Last updated: January 22, 2024
Place
Charles Street Jail
After refusing to pay the $5 fine for protesting Woodrow Wilson's visit to Boston in February 1919, 16 members of the National Woman's Party received a sentence of eight days at Charles Street Jail. Accounts provide mixed details on the conditions of the jail and the perspectives of the imprisoned women. The Boston City Council had declared Charles Street Jail "an unfit, inhumane structure" in 1918, yet reporters who visited the conditions of the women's section claimed, "on every side were clean white walls and high windows...the whole place was scrupulously tidy."1 Some suffragists complained of the lack of access to proper food, clothing, and facilities, while others gave positive reviews and "looked extremely cheerful."2
Despite the eight-day sentence, authorities slowly released the women, sometimes against their will, over the course of the week, when family members or anonymous citizens paid their fines. None of the sentenced suffragists completed her full sentence.
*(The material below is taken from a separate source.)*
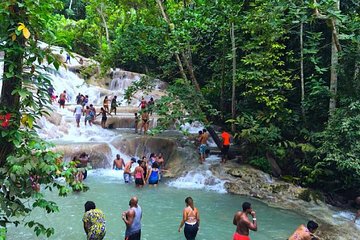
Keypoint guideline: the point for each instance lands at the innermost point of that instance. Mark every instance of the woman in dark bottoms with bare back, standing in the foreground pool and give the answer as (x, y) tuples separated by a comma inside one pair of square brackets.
[(191, 220)]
These principled women have become known as the last suffragists arrested for the cause of women's suffrage in the United States.3
For more information about these protests, please visit the pages "MA Branch of the National Woman's Party" and "Pemberton Square Courthouse."
Suffragists in Boston protesting President Wilson, possibly outside the Charles Street Jail. (Credit: Courtesy of Historic New England.)
Footnotes:
- David Arnold, “Locking Up Charles Street Jail’s Colorful Past,” The Boston Globe, June 18, 1991; James J. Kenneally, “‘I Want to Go to Jail’: The Woman’s Party Reception for President Wilson in Boston, 1919,” Historical Journal of Massachusetts 45, no. 1 (Winter 2017): 103-134.
- “Militants Think Their Jail Treatment ‘Lovely,’” The Boston Globe, February 27, 1919. Also see Kenneally’s “‘I Want to Go to Jail’” for additional description of their jail experience.
- Kenneally, “‘I Want to Go to Jail,’” 103-134.